= Territory of Sagadahock =

English colony in what is now eastern Maine

1754 Plan of Kennebeck & Sagadahock Rivers

The Territory of Sagadahock, also called the Sagadahoc Colony and New Castle, was an English colonial territory which included the eastern part of what was later colonial Maine and was more sparsely settled than the western region. The area included was east of the Kennebec River.

On some accounts, the English first settled Sagadahoc in 1608–09.

A part of the grant of King Charles II in 1664 to his brother the Duke of York included the territory between the St Croix and Pemaquid and northward, variously called the "Sagadahoc Territory" and "New Castle". Sagadahock was administered as Cornwall County, Province of New York, except for a short-lived invasion in which Massachusetts Bay Colony created Devonshire County in 1674 and 1675.

British colonies from West Jersey to Sagadahock were incorporated into the Dominion of New England from 1686 to 1689.

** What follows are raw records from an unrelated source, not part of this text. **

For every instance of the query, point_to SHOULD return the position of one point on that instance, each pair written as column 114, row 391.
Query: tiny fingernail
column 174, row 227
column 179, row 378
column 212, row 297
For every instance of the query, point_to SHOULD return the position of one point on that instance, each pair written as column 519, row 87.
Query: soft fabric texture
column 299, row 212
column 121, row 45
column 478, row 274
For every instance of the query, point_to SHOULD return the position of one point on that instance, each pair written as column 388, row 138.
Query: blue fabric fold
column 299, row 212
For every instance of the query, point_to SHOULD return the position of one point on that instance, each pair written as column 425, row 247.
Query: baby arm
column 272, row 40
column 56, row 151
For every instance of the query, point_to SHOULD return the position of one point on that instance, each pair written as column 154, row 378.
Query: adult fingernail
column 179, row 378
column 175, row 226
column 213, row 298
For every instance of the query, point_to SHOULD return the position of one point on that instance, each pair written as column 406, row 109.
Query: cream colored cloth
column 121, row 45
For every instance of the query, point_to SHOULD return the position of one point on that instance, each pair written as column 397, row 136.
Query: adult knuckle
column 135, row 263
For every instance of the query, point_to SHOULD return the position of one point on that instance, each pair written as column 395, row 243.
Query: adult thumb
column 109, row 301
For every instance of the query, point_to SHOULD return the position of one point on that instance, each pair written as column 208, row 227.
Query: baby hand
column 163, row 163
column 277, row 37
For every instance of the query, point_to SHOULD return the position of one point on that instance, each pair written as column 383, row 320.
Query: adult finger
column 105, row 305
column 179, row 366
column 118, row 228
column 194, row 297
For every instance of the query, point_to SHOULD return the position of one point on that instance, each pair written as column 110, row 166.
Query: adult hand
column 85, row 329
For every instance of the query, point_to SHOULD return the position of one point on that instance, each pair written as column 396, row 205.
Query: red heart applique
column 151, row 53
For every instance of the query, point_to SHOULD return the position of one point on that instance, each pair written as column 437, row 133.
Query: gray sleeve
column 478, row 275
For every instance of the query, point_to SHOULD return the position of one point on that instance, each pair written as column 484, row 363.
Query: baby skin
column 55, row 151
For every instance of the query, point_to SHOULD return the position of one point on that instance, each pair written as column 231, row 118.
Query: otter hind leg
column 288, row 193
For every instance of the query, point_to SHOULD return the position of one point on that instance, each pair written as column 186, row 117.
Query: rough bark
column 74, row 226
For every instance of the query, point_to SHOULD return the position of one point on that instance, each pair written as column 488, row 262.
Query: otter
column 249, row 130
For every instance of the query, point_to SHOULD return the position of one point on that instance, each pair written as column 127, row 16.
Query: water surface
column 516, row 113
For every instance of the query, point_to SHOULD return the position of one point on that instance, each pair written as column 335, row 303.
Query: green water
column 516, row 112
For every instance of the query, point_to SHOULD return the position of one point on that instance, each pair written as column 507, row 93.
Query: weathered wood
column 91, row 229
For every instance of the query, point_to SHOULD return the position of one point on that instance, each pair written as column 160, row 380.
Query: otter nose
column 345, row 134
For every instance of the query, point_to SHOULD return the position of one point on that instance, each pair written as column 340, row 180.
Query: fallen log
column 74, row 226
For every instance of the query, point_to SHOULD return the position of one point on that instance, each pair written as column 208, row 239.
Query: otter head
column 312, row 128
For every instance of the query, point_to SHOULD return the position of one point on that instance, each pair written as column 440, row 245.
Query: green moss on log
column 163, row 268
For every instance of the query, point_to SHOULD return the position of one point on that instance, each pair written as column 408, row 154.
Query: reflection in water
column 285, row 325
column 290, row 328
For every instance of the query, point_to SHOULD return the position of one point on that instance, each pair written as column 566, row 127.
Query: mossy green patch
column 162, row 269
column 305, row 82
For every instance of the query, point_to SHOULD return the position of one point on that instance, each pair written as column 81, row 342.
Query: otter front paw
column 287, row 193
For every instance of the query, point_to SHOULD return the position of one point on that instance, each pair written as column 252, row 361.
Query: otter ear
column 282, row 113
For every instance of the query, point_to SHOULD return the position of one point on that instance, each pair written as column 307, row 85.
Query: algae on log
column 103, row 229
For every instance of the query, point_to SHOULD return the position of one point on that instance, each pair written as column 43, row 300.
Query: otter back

In 1691, a new charter creating the Province of Massachusetts Bay was granted by William III and Mary II. This included the Province of Maine, the "territory of Sagadahoc", and also Nova Scotia. Nova Scotia was returned to France as Acadia in 1697. Maine and Sagadahock were together administered as Yorkshire County, Massachusetts and became the District of Maine in 1780 under the new Constitution of Massachusetts.